Knows the answer Alexey Uchakin () is the leader of the network engineering team at IQ Option. Its main task is the availability of the platform for users. In the transcript of Alexei's report on let's talk about BGP, DDOS attacks, internet kill switch, provider errors, decentralization, and cases when a small router sent the internet to sleep. At the end - a couple of tips on how to survive it all.
The day the internet broke
I will cite just a few incidents when connectivity broke down on the Internet. This will be enough for the complete picture.
"AS7007 Incident". The first time the Internet broke was in April 1997. There was a bug in the software of one router from the autonomous system 7007. At some point, the router announced its internal routing table to its neighbors and sent half of the network into a black hole.
"Pakistan vs YouTube". In 2008, the brave guys from Pakistan decided to block YouTube. They did it so well that half the world was left without seals.
"Capture of VISA, MasterCard and Symantec prefixes by Rostelecom". In 2017, Rostelecom mistakenly started announcing VISA, MasterCard and Symantec prefixes. As a result, financial traffic was directed through channels controlled by the provider. The leak did not last long, but the financial companies were unhappy.
"Google vs Japan". In August 2017, Google began to announce the prefixes of major Japanese providers NTT and KDDI in some of its uplinks. The traffic was sent to Google as transit, most likely by mistake. Since Google is not a provider and does not allow transit traffic, a significant part of Japan was left without the Internet.
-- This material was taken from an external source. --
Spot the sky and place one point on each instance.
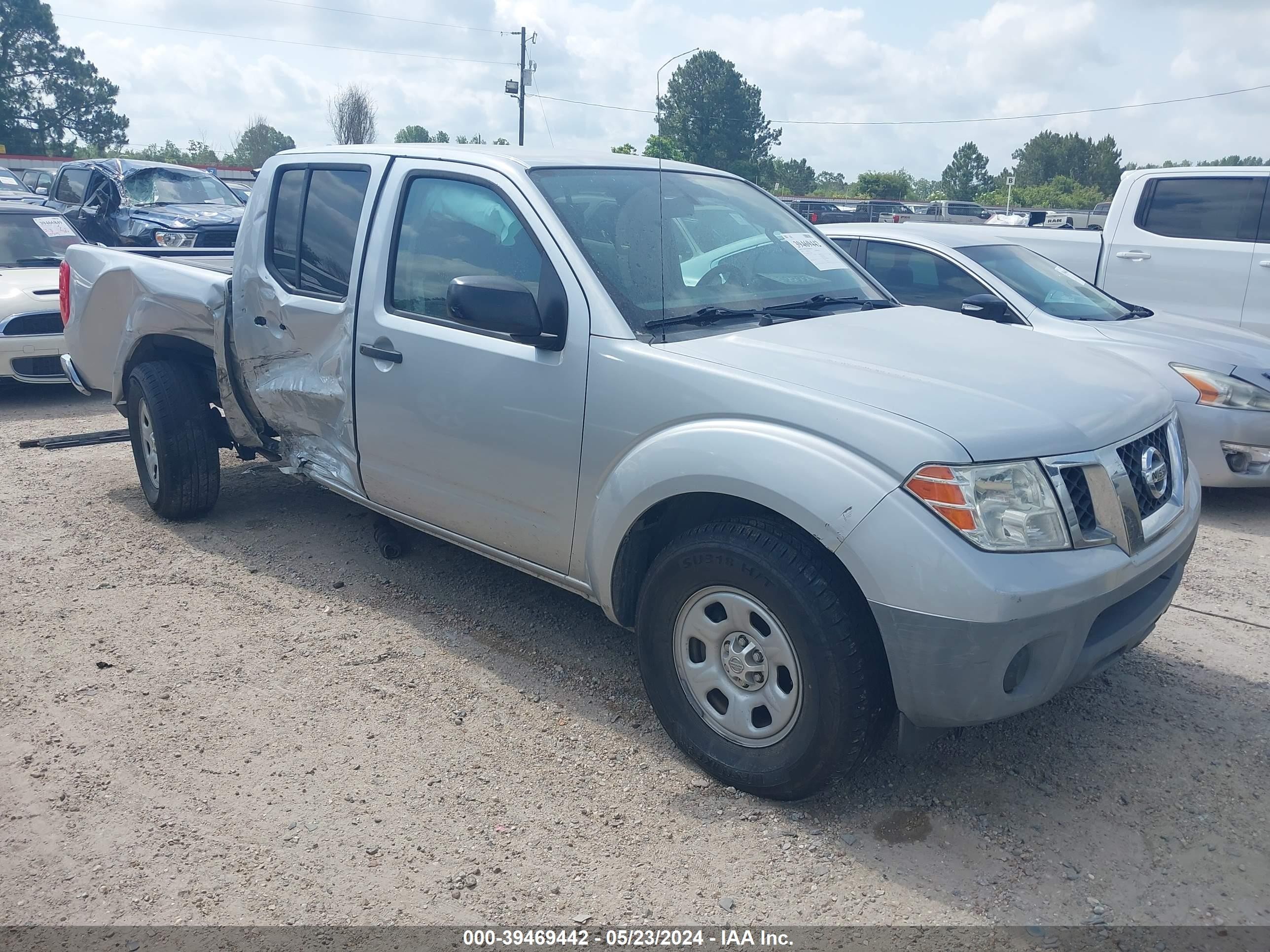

"DV LINK has taken over Google, Apple, Facebook, Microsoft prefixes". In the same 2017, the Russian provider DV LINK, for some reason, began to announce the networks of Google, Apple, Facebook, Microsoft and some other major players.
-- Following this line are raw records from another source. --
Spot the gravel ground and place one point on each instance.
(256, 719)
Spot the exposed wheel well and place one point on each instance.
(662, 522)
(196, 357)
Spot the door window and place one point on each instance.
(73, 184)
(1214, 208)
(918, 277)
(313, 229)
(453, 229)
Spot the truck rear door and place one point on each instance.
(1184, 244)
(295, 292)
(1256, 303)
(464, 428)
"eNet from US has taken over AWS Route53 and MyEtherwallet prefixes". In 2018, an Ohio provider or one of its clients announced the Amazon Route53 network and the MyEtherwallet crypto wallet. The attack was successful: even despite the self-signed certificate, a warning about which appeared to the user when entering the MyEtherwallet website, many wallets hijacked and stole part of the cryptocurrency.
There were more than 2017 similar incidents in 14 alone! The network is still decentralized, so not everything and not everyone breaks. But incidents happen by the thousands, and they all involve the BGP protocol that powers the internet.
BGP and its problems
Protocol BGP - Border Gateway Protocol, was first described in 1989 by two engineers from IBM and Cisco Systems on three "napkins" - sheets of A4 format. These still lie in Cisco Systems headquarters in San Francisco as a relic of the networked world.
The protocol is based on the interaction of autonomous systems - Autonomous Systems or abbreviated - AS. An autonomous system is simply an ID that has IP networks assigned to it in a public registry. A router with this ID can announce these networks to the world. Accordingly, any route on the Internet can be represented as a vector, which is called AS Path. The vector consists of the autonomous system numbers that must be traversed to reach the destination network.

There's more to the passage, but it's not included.